MB: I think this is a critical question for the whole field! I am in the luxurious position that I know what happens there. I see how people can struggle, and how they try to bridge this gap of knowledge. And I think there is probably no perfect solution. One of them is to say, well, I invest into this and I want to learn at least the basics myself, to be able to understand what the other side tells me. And that can be both sides, right? If you think about a bioinformatician having little knowledge about the biology, it’s the same thing if you want to understand what you’re actually doing with the data. You can do a lot of things with data, but in principle it is for the other side where you are coming with biological knowledge. You might think you have found the perfect way to analyze the data, but unfortunately find no significant gene expression in there, because that’s it, that’s your result. And the other side might say, “well, we do have a biological effect”. Now, how do we come together?
S: So which solutions have you come up with for those issues? How did your most fruitful collaborations take place?

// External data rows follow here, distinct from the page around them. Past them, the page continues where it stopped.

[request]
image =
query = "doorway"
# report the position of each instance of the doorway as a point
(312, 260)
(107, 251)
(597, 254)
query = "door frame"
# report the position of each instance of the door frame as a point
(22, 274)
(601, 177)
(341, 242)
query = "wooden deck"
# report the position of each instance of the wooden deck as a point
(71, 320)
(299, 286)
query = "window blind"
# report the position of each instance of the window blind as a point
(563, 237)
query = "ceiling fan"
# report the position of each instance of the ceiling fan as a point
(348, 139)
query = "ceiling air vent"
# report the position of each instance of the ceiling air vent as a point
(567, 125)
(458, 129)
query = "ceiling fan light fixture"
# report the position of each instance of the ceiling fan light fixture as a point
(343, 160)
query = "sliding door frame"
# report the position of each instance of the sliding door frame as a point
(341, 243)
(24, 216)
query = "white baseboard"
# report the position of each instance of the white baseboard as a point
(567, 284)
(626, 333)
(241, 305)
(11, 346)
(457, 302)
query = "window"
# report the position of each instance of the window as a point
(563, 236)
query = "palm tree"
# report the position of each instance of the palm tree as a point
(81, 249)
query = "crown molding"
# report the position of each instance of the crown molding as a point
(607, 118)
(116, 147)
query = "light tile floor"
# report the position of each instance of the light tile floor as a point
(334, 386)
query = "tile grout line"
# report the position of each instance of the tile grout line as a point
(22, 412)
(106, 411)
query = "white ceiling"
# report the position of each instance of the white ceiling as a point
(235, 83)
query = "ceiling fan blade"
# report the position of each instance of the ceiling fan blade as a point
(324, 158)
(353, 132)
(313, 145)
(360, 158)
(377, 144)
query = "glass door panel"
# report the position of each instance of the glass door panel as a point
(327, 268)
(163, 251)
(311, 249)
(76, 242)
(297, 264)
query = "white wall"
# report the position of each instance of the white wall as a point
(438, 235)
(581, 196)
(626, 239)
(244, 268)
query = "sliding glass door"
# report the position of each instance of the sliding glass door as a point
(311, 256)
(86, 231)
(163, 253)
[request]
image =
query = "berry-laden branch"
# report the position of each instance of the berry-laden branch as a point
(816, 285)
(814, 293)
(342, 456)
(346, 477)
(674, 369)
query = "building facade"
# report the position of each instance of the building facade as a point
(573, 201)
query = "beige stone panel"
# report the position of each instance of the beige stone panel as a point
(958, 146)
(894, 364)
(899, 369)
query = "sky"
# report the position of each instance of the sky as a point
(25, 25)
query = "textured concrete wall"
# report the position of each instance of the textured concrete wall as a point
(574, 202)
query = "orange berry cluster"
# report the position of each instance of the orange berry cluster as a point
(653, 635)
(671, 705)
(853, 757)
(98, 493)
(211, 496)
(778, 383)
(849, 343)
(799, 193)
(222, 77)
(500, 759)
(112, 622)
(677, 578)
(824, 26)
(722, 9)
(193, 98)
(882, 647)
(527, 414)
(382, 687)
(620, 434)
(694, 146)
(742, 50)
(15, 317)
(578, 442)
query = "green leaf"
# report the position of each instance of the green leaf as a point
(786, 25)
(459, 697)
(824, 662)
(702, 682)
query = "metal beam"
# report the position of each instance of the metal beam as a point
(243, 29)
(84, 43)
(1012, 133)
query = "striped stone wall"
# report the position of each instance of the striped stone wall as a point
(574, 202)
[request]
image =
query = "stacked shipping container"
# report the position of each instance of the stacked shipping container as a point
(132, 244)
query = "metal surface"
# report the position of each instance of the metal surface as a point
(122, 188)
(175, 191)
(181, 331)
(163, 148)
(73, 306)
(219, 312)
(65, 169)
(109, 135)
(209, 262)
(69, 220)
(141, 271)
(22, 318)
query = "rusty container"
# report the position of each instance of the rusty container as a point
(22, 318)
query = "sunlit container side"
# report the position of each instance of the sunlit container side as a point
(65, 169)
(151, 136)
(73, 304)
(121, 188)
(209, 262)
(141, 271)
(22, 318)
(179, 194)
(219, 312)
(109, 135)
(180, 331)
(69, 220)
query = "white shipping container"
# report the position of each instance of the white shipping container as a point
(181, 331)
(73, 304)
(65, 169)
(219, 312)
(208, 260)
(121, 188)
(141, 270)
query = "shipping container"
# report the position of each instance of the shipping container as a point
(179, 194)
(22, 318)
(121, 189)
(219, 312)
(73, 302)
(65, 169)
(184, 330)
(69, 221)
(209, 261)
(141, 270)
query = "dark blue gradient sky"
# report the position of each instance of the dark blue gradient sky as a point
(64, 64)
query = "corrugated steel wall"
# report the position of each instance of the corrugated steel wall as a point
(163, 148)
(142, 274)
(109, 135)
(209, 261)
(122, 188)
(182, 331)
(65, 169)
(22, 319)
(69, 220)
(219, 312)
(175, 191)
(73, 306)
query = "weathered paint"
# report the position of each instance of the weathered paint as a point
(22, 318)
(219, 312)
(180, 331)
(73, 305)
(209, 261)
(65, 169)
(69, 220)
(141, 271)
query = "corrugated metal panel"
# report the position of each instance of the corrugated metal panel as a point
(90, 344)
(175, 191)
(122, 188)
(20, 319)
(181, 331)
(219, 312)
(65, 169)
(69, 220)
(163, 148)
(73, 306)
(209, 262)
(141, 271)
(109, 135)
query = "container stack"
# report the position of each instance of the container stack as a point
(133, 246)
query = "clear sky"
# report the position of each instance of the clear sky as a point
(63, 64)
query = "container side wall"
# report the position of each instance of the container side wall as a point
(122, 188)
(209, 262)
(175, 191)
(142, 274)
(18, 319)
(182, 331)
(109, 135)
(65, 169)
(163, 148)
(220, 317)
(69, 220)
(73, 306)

MB: Ideally, you have to meet half-way between the biology and the bioinformatics. If you can, on the one hand, get somebody in your team who wants to commit and learn some bioinformatics to start bridging the gap in knowledge. On the other hand, we can provide somebody at this interface with some knowledge in biology to bridge the rest of the way. Our most successful collaborations were when a PhD student or a postdoc who is willing to spend time learning comes to our lab for three months or so. Then they go back, they analyze the data with what they have learned, they ask questions, and we have a productive back-and-forth to setup the best analysis and interpretation we can.
S: Having a team member in a lab motivated and committed to put in the time to learn the basics in bioinformatics for the whole group sounds like an ideal solution indeed. Would you have any advice for the cases where this is unfortunately not a possible solution?
MB: I would recommend to everybody that you find partners to collaborate with who are experienced in your domain, even if that means collaborating with people somewhere else on the globe. It is nice to have a lab nearby that might do single-cell technologies, but if they have a completely different domain of knowledge, then often it’s not helping a lot. I mean, you can learn the technology there, yes. But for your biological question, then I think it’s better to actually ask people who are more experienced in your field.
S: That sounds like a sensible plan indeed! Thank you very much Dr. Beyer.
Interview of Dr. Marc Beyer recorded on Jan 8th, 2021, by Wilko Duprez.